I am working with a large SQL table, 186 columns, 257899 rows, and counting. It gets added to every time something is changed in the main data. This is part of the shadow
tables that allow us to see an audit history of what has happened to different fields.
What I need to do is look at Who updated, When they updated and a particular order of updates. I need to find anytime a certain 3 users updated the main table to go from
- Bill => Active
- Bill => No Bill
- Active => In Progress
What I need to collect is the
- Status the is being switched and what it is switched to (from list above)
- Name of User making the update from the list of 3 users below
- Datetime of the update
- ClaimNumber
Users that I'm looking for I can't give their names so we'll go with:
- User1
- User2
- User3
I have recently learned about doing things in a set based manner in SQL, but I'm not quite up to the take of figuring this out.

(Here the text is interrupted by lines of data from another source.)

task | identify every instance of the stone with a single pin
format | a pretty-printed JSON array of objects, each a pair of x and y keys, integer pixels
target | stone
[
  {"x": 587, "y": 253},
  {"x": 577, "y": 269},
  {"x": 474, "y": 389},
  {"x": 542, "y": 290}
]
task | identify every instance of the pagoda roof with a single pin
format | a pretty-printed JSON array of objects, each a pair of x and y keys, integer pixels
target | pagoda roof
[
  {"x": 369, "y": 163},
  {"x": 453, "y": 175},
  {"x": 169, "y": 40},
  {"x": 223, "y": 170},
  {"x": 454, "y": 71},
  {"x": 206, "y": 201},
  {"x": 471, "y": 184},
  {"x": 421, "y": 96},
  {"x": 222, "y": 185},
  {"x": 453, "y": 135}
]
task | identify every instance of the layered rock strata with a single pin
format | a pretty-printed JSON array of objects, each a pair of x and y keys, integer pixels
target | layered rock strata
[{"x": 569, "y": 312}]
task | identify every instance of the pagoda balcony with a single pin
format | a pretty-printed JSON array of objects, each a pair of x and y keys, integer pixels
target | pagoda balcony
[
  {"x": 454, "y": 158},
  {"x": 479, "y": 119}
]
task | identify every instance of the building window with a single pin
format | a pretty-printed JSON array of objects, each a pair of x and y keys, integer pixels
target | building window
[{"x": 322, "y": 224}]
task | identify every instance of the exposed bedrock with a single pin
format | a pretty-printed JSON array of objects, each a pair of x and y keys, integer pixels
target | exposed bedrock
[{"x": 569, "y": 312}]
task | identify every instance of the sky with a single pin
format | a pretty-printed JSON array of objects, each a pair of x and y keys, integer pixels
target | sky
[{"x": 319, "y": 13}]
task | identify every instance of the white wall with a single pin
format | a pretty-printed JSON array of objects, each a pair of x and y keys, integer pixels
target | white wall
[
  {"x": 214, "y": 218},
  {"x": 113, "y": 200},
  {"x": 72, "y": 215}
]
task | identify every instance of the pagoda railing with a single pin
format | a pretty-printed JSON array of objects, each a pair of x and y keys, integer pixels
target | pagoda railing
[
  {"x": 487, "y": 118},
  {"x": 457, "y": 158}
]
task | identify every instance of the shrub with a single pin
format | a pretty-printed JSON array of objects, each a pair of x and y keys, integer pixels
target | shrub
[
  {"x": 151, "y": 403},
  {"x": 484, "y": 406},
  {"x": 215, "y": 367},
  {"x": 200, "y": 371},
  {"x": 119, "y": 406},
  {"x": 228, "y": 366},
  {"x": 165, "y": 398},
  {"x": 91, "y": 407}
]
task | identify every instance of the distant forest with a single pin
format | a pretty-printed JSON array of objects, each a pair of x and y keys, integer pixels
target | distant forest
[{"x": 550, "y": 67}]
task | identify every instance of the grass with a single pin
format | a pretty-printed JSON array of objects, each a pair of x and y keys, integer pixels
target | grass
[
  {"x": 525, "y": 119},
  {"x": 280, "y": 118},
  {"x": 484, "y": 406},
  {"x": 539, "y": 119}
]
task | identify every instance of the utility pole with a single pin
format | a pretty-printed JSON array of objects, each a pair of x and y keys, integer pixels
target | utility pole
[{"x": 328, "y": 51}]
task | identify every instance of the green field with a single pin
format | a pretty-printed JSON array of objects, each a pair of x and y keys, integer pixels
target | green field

I know that I could loop through the table and find any updates by the individual users and then loop through those updates to find if there are any that meet the above criteria, but I know that would be slow compared to a set based approved.
I've only just started working on this so I don't have any code yet, but I'll update this question as I attempt different things.
I just don't know how to go about figuring out how to make it a set based problem?
UPDATE
Here is what some sample data looks like:
Creating #TestingData
as the data table and #TestingTable
as the shadow table and then filling with sample data.
create table #TestingTable(Id int,SMState varchar(50),UpdatedBy varchar(50),UpdatedOn datetime,cd_ClaimNumber varchar(50))
create table #TestingData(Id int,SMState varchar(50),UpdatedBy varchar(50),UpdatedOn datetime,cd_ClaimNumber varchar(50))
insert into #TestingData([Id],[UpdatedBy],[UpdatedOn],[cd_ClaimNumber],SMState)
Values (1,'John Doe','2015-10-25 12:00:00',208692,'Bill'),
(2,'John Doe','2015-10-25 12:00:00',297983,'Bill'),
(3,'John Doe','2015-10-25 13:00:00',697920,'Bill'),
(4,'John Doe','2015-10-25 12:00:00',992196,'Bill')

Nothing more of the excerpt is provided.